Stricter regulations for large unlisted firms? Bad idea

Stricter regulations for large unlisted firms? Bad idea
Stricter regulations for large unlisted firms? Bad idea


  • The government is concerned with recent incidents of governance failures at some large unlisted entities

The government is planning to ask the Company Law Committee of the Ministry of Corporate Affairs to examine the need for a stricter regulatory regime for large unlisted companies, including large-scale start-ups, Mint has reported. It is an extraordinary ask of the committee, consisting of business, legal, banking and markets experts, considering that it was set up in 2019 with the opposite mandate – of advising the government on legislative changes necessary to improve the ease of doing business.

As per the report, the government is mulling imposing stricter disclosure norms on ‘large’ (although the parameters for classifying an unlisted entity as large have not been decided upon yet) unlisted firms, including financial and regulatory compliance reporting on a quarterly basis. It is only going to add to the compliance burden of such entities and can hardly be considered as improving the ease of doing business.

Of the more than 22 lakh companies registered with the Ministry of Corporate Affairs, only a tiny fraction -- around 5,300 -- are publicly listed.
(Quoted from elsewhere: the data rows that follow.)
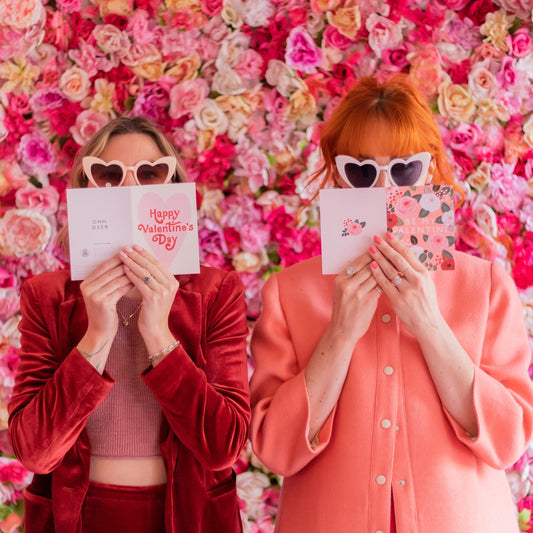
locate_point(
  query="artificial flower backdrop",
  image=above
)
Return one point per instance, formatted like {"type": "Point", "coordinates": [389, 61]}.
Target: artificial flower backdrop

The rest are unlisted for the simple reason that the scale, scope and nature of their business do not warrant raining equity capital from the markets, which would bring in the need for listing – and the attendant regulatory and reporting requirements.

According to the report, the government is concerned with recent incidents of governance failures at some large unlisted entities, including start-up unicorns which are valued in billions of dollars, and have a large scale of operations, but continue to be closely held and are not listed. Since unlisted entities come under a lighter regulatory framework, the fear is that serious issues at such entities, which may have systemic repercussions, will not come to notice till it is too late.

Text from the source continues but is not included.